Remote sensing image semantic segmentation method based on deep learning
Technical Field
The invention belongs to the technical field of machine vision, and particularly relates to a remote sensing image semantic segmentation method based on deep learning.
Background
With the continuous development of remote sensing technology, semantic information contained in remote sensing images is more and more abundant, so how to perform semantic segmentation on the remote sensing images, quickly and accurately extract important semantic information, and perform later application and development is a very important research topic. The semantic segmentation of the remote sensing image has wide application range and relates to urban planning, geological disaster prevention and control, military war simulation and the like. Particularly, in the aspect of military war simulation, semantic information segmented from remote sensing images plays an extremely important role in the rapid generation of real battlefield terrain and the rapid construction of environment.
For the semantic segmentation of remote sensing images, the method is generally divided into two categories of traditional graphics algorithms and deep learning-based algorithms. Conventional semantic segmentation algorithms include edge detection-based image segmentation algorithms, threshold-based image segmentation algorithms, and region-based image segmentation algorithms. The image segmentation algorithm based on edge detection simulates the human visual process, separates the image edge from the background, and perceives the image details, thereby recognizing the image object contour. The basic idea of the threshold-based image segmentation algorithm is to use the difference of the gray characteristics of the target and the background of interest in the image, and use one or more thresholds to divide the gray level of the image into several classes, and pixels belonging to the same class are identified as the same object.
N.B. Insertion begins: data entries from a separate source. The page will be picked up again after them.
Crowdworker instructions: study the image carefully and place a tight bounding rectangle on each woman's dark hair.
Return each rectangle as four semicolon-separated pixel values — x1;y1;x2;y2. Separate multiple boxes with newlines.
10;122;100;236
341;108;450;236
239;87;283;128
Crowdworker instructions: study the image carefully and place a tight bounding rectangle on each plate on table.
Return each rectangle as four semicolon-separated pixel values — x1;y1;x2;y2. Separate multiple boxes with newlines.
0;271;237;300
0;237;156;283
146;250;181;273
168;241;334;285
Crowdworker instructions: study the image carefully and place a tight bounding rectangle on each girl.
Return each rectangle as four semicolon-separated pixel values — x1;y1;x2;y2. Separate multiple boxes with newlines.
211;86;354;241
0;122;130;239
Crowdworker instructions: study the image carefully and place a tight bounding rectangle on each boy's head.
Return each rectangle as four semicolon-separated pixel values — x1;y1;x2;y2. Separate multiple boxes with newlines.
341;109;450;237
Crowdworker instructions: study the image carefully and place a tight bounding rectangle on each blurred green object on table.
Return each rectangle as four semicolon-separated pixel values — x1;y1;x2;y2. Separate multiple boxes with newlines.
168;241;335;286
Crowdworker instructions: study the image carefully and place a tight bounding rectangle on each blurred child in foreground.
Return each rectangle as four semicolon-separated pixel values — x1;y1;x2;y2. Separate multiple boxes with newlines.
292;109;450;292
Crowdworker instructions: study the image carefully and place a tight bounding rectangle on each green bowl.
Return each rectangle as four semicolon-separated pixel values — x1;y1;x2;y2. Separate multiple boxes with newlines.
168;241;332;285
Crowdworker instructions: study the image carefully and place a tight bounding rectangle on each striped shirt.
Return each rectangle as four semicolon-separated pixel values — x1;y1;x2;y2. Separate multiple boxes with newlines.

The image segmentation algorithm based on the region is characterized in that a small region in a target to be segmented is selected as a seed region from pixels according to a criterion of consistent region attribute characteristics, the region attribution of each pixel is determined on the basis, the pixels around the pixel are added continuously according to a certain criterion and are used as new seed regions, and finally all the pixels with specified characteristics are combined repeatedly to form the region. Although these methods can segment a complete scene, they are far inferior to the deep learning method in terms of segmentation accuracy.
Disclosure of Invention
Aiming at the problems of difficulty in obtaining the characteristics of small objects and insufficient segmentation precision of a mainstream semantic segmentation method of a deep convolutional neural network, the invention provides a semantic segmentation method of a remote sensing image based on deep learning. The method is suitable for complex urban surface remote sensing image segmentation and is used for semantic segmentation of machine vision.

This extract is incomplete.